Seven randomized trials were included in the most recent Cochrane review (September 2015) on the topic.⁵⁷ The objective of this review was to compare the effects of analysis of fetal electrocardiogram (ECG) waveforms during labor with alternative methods of fetal monitoring. Seven trials (27,403 women) were included: six trials of ST waveform analysis (26,446 women) and one trial of PR interval analysis (957 women).⁵⁸ The reviewers felt that the trials were generally at low risk of bias for most domains and the quality of evidence for ST waveform analysis trials was graded moderate to high. The major finding was that in comparison with continuous electronic fetal heart rate monitoring alone, the use of adjunctive ST waveform analysis made no obvious difference to primary outcomes: births by cesarean (risk ratio (RR) 1.02, 95% confidence interval (CI) 0.96 to 1.08; six trials, 26,446 women; high quality evidence); the number of babies with severe metabolic acidosis at birth (cord arterial pH less than 7.05 and base deficit greater than 12 mmol/L) (average RR 0.72, 95% CI 0.43 to 1.20; six trials, 25,682 babies; moderate quality evidence); or babies with neonatal encephalopathy (RR 0.61, 95% CI 0.30 to 1.22; six trials, 26,410 babies; high quality evidence). There were, however, on average fewer fetal scalp samples taken during labor (average RR 0.61, 95% CI 0.41 to 0.91; four trials, 9671 babies; high quality evidence) although the findings were heterogeneous and there were no data from the largest trial (from the U.S.). There were marginally fewer operative vaginal births (RR 0.92, 95% CI 0.86 to 0.99; six trials, 26,446 women); but no obvious difference in the number of babies with low Apgar scores at five minutes or babies requiring neonatal intubation, or babies requiring admission to the special care unit (RR 0.96, 95% CI 0.89 to 1.04, six trials, 26,410 babies; high quality evidence). The authors concluded that the modest benefits of fewer fetal scalp sampling procedures during labor (in settings in which this procedure is performed) and fewer instrumental vaginal births have to be considered against the disadvantages of needing to use an internal scalp electrode, after membrane rupture, for ECG waveform recordings. They found little strong evidence that ST waveform analysis had an effect on the primary outcome measures in their systematic review.

Conclusion

As the rate of cesarean delivery remains high in the U.S., there is need for better methods to evaluate fetal well-being intrapartum. The MFMU Network has evaluated two of the most promising methods, without finding a benefit. Although the results were negative, the studies actually prevented adoption of these methods without appropriate evidence, as happened with the original introduction of fetal heart rate monitoring.

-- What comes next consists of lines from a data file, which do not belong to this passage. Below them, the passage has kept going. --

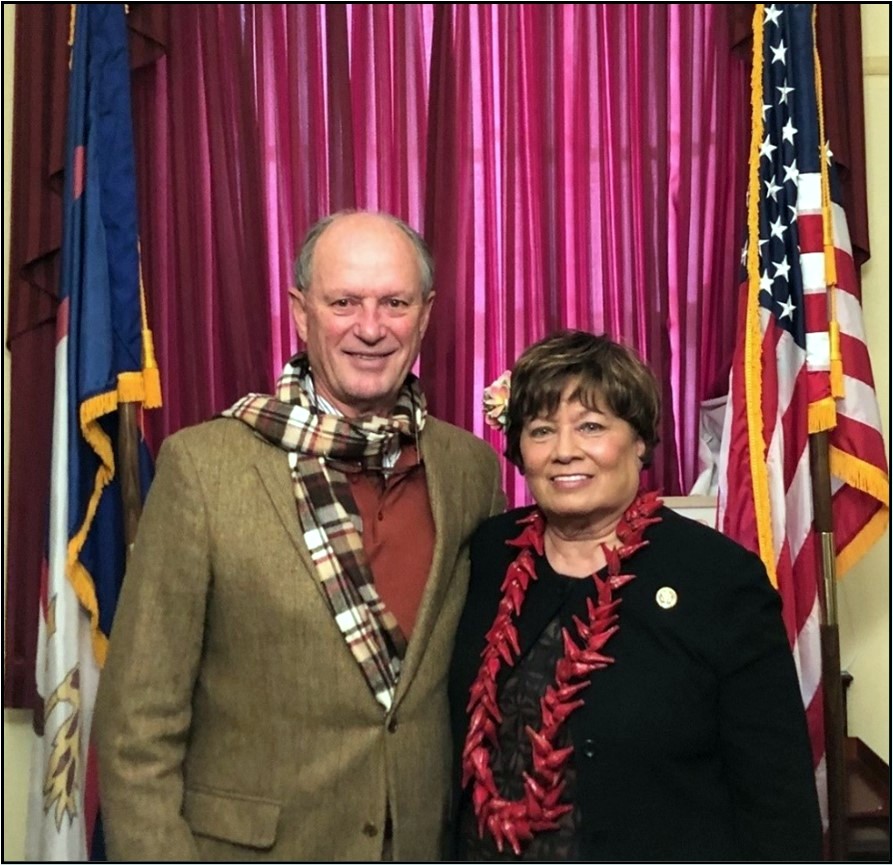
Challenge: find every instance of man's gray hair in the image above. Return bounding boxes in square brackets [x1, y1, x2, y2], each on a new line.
[295, 210, 434, 300]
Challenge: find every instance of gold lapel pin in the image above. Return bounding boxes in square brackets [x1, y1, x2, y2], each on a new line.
[654, 586, 679, 610]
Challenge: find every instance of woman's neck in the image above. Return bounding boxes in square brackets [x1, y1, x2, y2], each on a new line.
[544, 518, 620, 578]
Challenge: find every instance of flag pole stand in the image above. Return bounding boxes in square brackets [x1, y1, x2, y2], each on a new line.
[809, 432, 849, 862]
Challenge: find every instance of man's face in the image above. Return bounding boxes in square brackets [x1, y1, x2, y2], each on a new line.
[292, 213, 434, 417]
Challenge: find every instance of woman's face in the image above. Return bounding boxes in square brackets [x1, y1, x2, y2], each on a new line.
[521, 382, 645, 526]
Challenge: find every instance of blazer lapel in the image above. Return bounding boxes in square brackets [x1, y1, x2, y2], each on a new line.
[395, 433, 462, 705]
[255, 450, 329, 606]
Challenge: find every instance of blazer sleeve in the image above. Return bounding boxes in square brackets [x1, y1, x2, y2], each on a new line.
[719, 550, 822, 862]
[93, 437, 210, 861]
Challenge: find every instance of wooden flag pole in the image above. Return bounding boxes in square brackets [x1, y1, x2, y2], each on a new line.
[117, 402, 143, 559]
[809, 432, 848, 862]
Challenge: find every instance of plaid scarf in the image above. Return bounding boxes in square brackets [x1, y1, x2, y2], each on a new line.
[222, 354, 426, 711]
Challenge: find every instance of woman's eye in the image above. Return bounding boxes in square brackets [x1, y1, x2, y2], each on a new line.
[580, 420, 604, 433]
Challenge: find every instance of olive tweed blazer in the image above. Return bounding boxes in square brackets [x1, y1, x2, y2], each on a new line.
[93, 418, 504, 861]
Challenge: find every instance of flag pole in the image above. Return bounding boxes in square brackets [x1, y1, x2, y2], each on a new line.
[118, 402, 143, 559]
[809, 432, 849, 862]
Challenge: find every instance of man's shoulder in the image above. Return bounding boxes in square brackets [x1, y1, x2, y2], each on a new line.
[159, 417, 269, 466]
[422, 415, 496, 458]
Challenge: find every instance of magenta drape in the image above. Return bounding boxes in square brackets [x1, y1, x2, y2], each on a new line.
[133, 3, 272, 447]
[244, 3, 433, 372]
[422, 4, 748, 499]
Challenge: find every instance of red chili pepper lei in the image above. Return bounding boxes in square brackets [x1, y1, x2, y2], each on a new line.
[462, 492, 662, 856]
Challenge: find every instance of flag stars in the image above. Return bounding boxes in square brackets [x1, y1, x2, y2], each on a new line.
[760, 135, 778, 159]
[772, 258, 791, 282]
[779, 119, 797, 144]
[778, 297, 797, 321]
[769, 216, 788, 240]
[769, 39, 788, 66]
[772, 81, 794, 104]
[763, 3, 781, 27]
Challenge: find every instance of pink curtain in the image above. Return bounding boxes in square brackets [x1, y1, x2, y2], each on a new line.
[422, 4, 748, 501]
[243, 3, 433, 373]
[133, 3, 272, 449]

Without the unique setup of the MFMU Network, these studies would likely never have been performed in the U.S. Given that both of these technologies were already approved for use in the U.S., without the MFMU Network trials, the outcome would have likely gone the way of the fetal heart rate monitoring technology. Our experience in these two situations also highlights the importance of performing the trials that are adequately powered to address the appropriate outcomes and that are generalizable to the U.S. population and management. These two case studies clearly illustrate that hurried adoption of new technologies based on surrogate outcomes or on studies in clinical settings other than the U.S. may not be a good approach to health care. They also highlight the importance of having infrastructures such as the MFMU Network which allow such large, complex and rigorous trials to be conducted, and its impact on maternal and child health to be rigorously measured.